Une telle teneur en CO2 "il y a 3 à 5 millions d'années"

Ce rapport rend compte non pas des quantités de GES qui sont libérées dans l'atmosphère mais de celles qui y restent, sachant que les océans absorbent environ le quart des émissions totales, tout comme la biosphère, dont font partie les forêts.

D'après les scientifiques, le dioxyde de carbone (CO2), qui est associé aux activités humaines et constitue le principal gaz à effet de serre persistant dans l'atmosphère, a battu un nouveau record de concentration en 2018, à 407,8 parties par million (ppm), soit 147% de plus que le niveau préindustriel de 1750. Ce triste record avait déjà été battu en 2017.

"Il convient de rappeler que la dernière fois que la Terre a connu une teneur en CO2 comparable, c'était il y a 3 à 5 millions d'années: la température était de 2 à 3°C plus élevée qu'aujourd'hui, et le niveau de la mer était supérieur de 10 à 20 mètres au niveau actuel", a souligné Petteri Taalas.

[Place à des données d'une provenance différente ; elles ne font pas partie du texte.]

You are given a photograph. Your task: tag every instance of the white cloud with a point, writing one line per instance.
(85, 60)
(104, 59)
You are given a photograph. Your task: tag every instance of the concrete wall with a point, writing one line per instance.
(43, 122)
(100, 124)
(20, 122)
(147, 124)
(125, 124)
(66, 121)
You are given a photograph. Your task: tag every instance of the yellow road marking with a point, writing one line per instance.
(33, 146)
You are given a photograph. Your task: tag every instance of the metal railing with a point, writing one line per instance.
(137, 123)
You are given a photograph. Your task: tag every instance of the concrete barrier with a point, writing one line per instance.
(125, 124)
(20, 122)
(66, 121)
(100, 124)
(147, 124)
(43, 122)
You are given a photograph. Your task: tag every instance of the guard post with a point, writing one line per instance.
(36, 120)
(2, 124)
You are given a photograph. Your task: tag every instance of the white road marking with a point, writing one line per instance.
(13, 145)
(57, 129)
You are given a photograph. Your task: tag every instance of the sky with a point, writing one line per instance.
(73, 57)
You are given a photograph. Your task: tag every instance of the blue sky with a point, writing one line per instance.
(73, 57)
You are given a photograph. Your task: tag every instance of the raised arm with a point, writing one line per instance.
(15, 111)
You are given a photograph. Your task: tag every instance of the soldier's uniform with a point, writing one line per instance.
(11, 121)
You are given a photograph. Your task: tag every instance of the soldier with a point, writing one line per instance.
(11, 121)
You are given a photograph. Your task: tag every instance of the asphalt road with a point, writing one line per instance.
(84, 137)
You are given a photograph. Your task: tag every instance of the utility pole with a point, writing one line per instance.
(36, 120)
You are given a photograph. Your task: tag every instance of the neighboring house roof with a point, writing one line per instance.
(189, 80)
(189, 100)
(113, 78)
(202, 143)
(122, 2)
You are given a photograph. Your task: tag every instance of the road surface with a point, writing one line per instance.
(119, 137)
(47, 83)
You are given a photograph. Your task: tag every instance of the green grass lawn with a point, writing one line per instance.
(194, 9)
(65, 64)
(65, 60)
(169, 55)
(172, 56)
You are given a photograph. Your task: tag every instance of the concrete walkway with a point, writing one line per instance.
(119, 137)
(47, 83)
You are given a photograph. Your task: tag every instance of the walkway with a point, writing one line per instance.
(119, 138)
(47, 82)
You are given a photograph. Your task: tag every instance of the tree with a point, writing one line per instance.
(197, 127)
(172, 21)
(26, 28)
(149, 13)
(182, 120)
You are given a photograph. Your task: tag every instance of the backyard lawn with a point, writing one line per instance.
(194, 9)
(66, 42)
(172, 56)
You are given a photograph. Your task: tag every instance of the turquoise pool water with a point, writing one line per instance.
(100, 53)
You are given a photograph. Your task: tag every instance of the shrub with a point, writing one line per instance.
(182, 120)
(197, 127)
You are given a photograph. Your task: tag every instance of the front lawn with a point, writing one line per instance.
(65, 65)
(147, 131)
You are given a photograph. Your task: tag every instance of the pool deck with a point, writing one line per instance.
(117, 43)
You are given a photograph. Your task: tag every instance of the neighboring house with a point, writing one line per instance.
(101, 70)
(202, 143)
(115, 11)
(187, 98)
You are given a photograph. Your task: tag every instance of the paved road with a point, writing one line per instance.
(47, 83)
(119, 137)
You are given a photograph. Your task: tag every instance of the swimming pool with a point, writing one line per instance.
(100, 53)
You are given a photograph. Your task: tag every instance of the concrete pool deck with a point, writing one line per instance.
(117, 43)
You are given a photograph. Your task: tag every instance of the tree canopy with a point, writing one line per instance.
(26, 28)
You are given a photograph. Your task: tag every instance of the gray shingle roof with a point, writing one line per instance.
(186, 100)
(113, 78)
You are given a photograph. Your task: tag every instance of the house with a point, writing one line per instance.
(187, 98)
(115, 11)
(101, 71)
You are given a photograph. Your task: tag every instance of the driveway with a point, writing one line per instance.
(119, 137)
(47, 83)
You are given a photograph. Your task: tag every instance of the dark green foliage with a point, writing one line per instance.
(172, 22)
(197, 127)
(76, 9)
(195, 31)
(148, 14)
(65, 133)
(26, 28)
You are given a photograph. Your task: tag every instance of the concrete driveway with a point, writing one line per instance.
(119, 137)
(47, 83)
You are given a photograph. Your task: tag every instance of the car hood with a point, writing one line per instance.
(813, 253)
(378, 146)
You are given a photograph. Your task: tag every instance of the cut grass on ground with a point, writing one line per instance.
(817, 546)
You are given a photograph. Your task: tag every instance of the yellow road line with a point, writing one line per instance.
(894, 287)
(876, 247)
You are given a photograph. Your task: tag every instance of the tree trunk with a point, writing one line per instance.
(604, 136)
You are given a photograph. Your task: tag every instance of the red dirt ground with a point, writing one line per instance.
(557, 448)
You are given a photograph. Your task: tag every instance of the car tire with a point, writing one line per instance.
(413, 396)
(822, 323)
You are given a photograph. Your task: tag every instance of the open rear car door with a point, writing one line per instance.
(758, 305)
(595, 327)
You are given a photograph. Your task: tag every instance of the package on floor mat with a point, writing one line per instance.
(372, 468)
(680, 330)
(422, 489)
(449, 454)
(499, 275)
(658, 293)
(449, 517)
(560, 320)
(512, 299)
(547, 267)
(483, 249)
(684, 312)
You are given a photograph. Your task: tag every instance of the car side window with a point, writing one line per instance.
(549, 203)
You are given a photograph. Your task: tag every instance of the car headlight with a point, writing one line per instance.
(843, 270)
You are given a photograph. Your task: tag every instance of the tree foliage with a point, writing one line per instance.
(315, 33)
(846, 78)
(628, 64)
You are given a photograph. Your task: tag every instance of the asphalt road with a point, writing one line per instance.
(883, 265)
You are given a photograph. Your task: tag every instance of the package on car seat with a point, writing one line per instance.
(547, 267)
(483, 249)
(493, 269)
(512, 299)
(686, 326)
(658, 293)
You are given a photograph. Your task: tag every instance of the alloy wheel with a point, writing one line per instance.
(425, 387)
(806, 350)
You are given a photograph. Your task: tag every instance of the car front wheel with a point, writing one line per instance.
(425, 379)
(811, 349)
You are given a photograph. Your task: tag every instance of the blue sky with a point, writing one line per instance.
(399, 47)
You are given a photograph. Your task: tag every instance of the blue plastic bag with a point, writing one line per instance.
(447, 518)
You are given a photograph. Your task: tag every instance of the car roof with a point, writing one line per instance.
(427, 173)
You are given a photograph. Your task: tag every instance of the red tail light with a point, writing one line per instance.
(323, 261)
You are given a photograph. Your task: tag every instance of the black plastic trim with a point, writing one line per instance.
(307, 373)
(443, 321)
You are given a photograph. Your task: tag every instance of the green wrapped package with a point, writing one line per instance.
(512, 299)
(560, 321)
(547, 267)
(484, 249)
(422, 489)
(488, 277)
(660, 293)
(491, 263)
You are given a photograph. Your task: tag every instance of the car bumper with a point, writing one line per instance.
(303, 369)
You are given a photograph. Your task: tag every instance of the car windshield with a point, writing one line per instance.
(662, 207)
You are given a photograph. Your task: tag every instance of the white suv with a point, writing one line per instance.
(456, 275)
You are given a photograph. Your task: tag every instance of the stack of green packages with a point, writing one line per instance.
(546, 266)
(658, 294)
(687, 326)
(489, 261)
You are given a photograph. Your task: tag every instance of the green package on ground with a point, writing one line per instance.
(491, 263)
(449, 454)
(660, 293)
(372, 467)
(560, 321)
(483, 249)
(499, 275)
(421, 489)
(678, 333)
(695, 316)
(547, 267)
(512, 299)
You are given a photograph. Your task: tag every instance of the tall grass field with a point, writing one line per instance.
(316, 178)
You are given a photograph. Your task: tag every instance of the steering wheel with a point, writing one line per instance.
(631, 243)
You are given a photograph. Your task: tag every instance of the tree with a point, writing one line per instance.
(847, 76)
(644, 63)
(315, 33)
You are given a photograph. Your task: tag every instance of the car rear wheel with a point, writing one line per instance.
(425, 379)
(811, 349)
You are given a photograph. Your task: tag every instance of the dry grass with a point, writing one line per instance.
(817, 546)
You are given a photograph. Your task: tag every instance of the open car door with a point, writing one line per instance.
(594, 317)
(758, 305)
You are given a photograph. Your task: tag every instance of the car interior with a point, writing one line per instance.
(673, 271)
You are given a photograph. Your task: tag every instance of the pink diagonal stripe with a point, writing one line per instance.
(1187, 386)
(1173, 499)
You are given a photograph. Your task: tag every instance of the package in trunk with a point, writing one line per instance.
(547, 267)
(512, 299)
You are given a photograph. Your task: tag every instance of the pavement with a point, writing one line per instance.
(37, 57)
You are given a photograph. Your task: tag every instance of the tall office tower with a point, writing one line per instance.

L'inquiétude de l'OMM est d'autant plus forte que l'augmentation annuelle de la concentration de CO2, qui persiste pendant des siècles dans l'atmosphère et encore plus longtemps dans les océans, a été supérieure au taux d'accroissement moyen des 10 dernières années.

Les concentrations en méthane ont augmenté

D'après les observations des chercheurs, les concentrations de méthane (CH4), qui figure au deuxième rang des plus importants gaz à effet de serre persistants, et de protoxyde d'azote (N2O) ont également augmenté plus fortement que la moyenne annuelle de la dernière décennie. Le protoxyde d'azote joue par ailleurs un rôle important dans la destruction de la couche d'ozone stratosphérique, qui nous protège des rayons ultraviolets nocifs émis par le soleil.

Face à l'urgence climatique, de nombreux pays se sont engagés à Paris en 2015 à appliquer des plans de réduction d'émissions de gaz à effet de serre, mais les émissions mondiales ne cessent d'augmenter. Petteri Taalas a appelé lundi les pays à traduire leurs "engagements en actes et revoir à la hausse (leurs) ambitions dans l'intérêt de l'humanité".

Les quatre plus importants émetteurs de GES - Chine, Etats-Unis, Union Européenne et Inde - représentent 56% des émissions mondiales. Seule l'UE (9% du total) est en voie de remplir, et même dépasser, ses objectifs, selon une récente étude de l'ONG américaine Fondation écologique universelle (FEU-US).